Does awk use separate chaining, open addressing or does it have its own way of handling collisions in a hashmap?
Do gawk and nawk implement the same algorithm?
Thank you.
Does awk use separate chaining, open addressing or does it have its own way of handling collisions in a hashmap?
Do gawk and nawk implement the same algorithm?
Thank you.
Check https://www.gnu.org/software/gawk/manual/gawk.html#Other-Environment-Variables
This specifies two environment variables which "influence how gawk behaves". There is a warning that these are meant for use by the gawk developers for testing and tuning, and are subject to change.
INT_CHAIN_MAX
This specifies intended maximum number of items gawk will maintain on a hash chain for managing arrays indexed by integers.
STR_CHAIN_MAX
This specifies intended maximum number of items gawk will maintain on a hash chain for managing arrays indexed by strings.

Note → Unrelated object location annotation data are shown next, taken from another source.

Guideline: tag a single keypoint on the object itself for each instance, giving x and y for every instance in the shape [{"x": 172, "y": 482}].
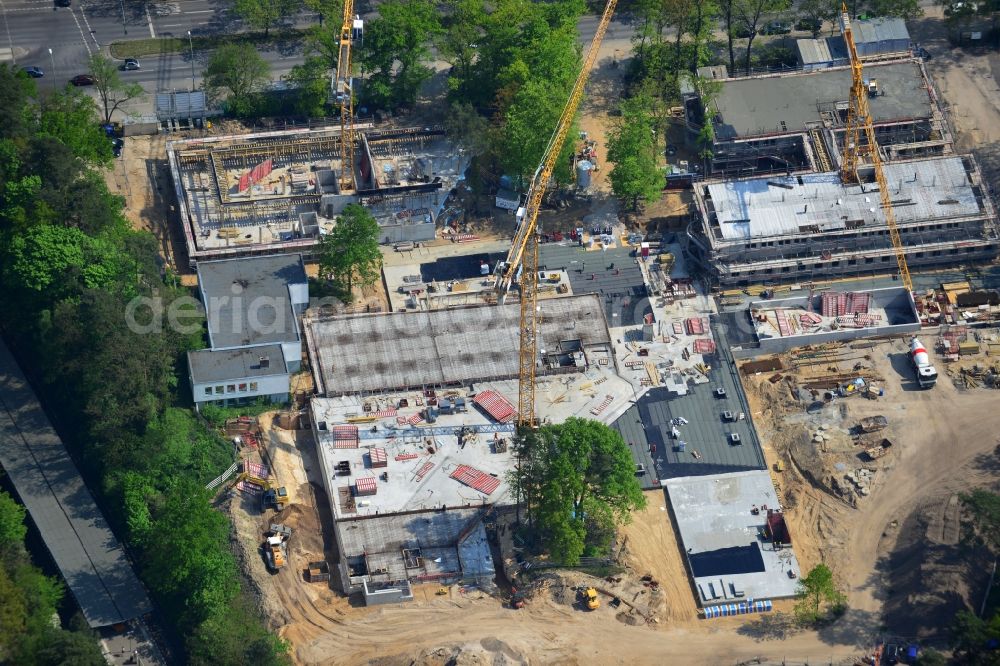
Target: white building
[{"x": 255, "y": 343}]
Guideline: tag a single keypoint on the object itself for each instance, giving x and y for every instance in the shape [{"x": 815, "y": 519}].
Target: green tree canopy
[
  {"x": 576, "y": 480},
  {"x": 265, "y": 14},
  {"x": 112, "y": 91},
  {"x": 818, "y": 592},
  {"x": 349, "y": 254},
  {"x": 395, "y": 51},
  {"x": 632, "y": 150},
  {"x": 235, "y": 72}
]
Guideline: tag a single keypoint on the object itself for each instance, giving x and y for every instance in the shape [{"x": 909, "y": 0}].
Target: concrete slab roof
[
  {"x": 724, "y": 541},
  {"x": 921, "y": 190},
  {"x": 419, "y": 465},
  {"x": 247, "y": 300},
  {"x": 74, "y": 530},
  {"x": 385, "y": 352},
  {"x": 783, "y": 104},
  {"x": 646, "y": 426},
  {"x": 208, "y": 366},
  {"x": 612, "y": 274}
]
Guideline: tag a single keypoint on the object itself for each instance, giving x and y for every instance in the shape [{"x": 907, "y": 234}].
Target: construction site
[
  {"x": 787, "y": 199},
  {"x": 280, "y": 192}
]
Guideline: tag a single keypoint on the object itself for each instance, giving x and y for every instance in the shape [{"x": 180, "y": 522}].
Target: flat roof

So it would appear that gawk manages key hash collisions by chaining the affected full keys from the single hash.
It is not clear what gawk does when this "maximum" is reached, as it cannot easily resolve that single chain. From other material (which I cannot now find) I suspect these maxima are the average chain length for the array as a whole: so when the average is exceeded, it can allocate a larger initial hash which will redistribute the former collisions, and then rebuild all the chains.
It is also known that "all array indexes are strings". But also, that iterating over an array indexed by small integers does iterate in numeric order (up to some limit of the order of thousands). Gawk is probably more heuristic than would be expected. It could keep each array as a direct index lookup for small ints, plus a hash for other strings, for example.